A Stanford-led engineering team has developed a way to not only manage heat but help route it away from delicate devices. Writing in Nature Communications, the researchers describe a nanoscale thermal transistor, something that researchers have been trying to develop for years. Previous thermal transistors proved too big, too slow and not sensitive enough for practical use. The challenge has been finding a nanoscale technology that could toggle on and off repeatedly, have a large hot-to-cool switching contrast and no moving parts.
The thermal transistor design starts with a thin layer of molybdenum disulfide, a semiconducting crystal that is made up of layered sheets of atoms. Just 10 nm thick and effective at room temperatures, this material could be integrated into ordinary semiconductors, a critical factor in making the technology practical.

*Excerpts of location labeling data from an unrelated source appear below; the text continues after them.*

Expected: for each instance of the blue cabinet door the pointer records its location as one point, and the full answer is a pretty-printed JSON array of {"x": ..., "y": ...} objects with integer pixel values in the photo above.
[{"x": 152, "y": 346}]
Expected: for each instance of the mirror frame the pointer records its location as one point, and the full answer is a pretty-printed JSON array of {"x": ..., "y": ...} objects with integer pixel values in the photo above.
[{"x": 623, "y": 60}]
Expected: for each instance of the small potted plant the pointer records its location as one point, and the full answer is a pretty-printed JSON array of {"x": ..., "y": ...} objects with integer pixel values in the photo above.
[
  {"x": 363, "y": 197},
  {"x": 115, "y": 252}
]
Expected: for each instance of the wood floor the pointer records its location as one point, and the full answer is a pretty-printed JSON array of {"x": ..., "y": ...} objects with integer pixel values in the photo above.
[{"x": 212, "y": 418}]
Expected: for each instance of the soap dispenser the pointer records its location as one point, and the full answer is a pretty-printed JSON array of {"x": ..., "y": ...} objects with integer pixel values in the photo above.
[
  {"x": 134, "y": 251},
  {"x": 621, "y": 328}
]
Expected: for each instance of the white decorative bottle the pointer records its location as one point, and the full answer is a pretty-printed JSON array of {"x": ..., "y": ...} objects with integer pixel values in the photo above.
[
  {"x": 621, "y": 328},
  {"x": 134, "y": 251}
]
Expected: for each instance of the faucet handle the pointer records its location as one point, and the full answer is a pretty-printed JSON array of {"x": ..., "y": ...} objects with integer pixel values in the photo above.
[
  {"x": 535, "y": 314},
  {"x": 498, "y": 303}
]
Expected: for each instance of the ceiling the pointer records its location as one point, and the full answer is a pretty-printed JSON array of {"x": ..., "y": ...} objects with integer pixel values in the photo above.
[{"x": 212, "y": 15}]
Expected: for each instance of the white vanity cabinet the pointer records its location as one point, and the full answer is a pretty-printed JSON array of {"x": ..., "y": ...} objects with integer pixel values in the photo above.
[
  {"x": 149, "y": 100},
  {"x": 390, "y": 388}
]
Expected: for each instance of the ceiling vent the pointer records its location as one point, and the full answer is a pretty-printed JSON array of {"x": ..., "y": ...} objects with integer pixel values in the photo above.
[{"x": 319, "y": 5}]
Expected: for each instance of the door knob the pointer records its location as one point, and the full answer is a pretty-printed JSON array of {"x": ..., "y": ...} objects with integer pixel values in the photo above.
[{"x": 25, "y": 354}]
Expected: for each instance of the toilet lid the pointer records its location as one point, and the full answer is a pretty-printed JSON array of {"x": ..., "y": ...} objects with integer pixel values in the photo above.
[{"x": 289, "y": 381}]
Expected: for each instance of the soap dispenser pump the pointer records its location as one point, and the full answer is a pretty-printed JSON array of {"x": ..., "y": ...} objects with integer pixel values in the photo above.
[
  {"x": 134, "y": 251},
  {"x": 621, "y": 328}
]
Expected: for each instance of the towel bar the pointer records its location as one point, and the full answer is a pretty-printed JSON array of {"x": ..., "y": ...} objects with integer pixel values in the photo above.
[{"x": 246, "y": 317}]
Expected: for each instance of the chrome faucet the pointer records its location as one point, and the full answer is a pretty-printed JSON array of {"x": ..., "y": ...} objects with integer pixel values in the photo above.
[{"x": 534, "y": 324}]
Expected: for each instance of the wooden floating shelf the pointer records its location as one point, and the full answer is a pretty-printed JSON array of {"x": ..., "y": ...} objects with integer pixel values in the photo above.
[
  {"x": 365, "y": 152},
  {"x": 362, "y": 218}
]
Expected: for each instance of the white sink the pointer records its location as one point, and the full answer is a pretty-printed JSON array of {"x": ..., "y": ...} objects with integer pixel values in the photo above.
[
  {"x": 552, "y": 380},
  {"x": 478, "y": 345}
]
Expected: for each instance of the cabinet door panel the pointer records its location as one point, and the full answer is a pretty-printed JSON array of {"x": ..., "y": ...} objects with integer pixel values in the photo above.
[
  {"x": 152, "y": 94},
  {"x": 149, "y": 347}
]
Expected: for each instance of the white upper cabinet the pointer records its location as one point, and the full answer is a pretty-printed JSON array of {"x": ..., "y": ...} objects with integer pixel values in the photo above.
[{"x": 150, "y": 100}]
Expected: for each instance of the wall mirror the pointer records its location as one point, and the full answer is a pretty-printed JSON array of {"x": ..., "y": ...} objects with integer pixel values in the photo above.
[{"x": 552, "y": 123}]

The researchers bathed the material in a liquid rich with lithium ions. Applying small electrical current forces the lithium atoms to infuse into the layers of the crystal, changing its heat-conducting qualities. As the lithium concentration rises, the thermal transistor switches off i.e. becomes less conductive. Working with researchers at the University of California, Davis, the team discovered this happens because the lithium ions push apart the atoms of the crystal, making it harder for heat to get through.
Specifically, the working device is a 10-nm-thick layered MoS2 crystal, prepared on SiO2 (90 nm) on p-type Si. An 80-nm Al layer patterned on top of the MoS2 serves as an electrical contact and as an opto-thermal transducer for measurements. A solid Li pellet acts as the reference and counter electrodes, and 1.0 M LiPF6 in ethylene carbonate/diethyl carbonate is the liquid electrolyte. Researchers were able to modulate thermal conductance reversibly in the device by a factor of nearly 10×, on time scales of minutes.
The researchers envision that thermal transistors connected to computer chips would switch on and off to help limit the heat damage in sensitive electronic devices.
Besides enabling dynamic heat control, the team’s results provide new insights into what causes lithium-ion batteries to fail. As the porous materials in a battery are infused with lithium, they impede the flow of heat and can cause temperatures to shoot up. Thinking about this process is crucial to designing safer batteries.
In a more distant future, the researchers imagine that thermal transistors could be arranged in circuits to compute using heat logic, much as semiconductor transistors compute using electricity.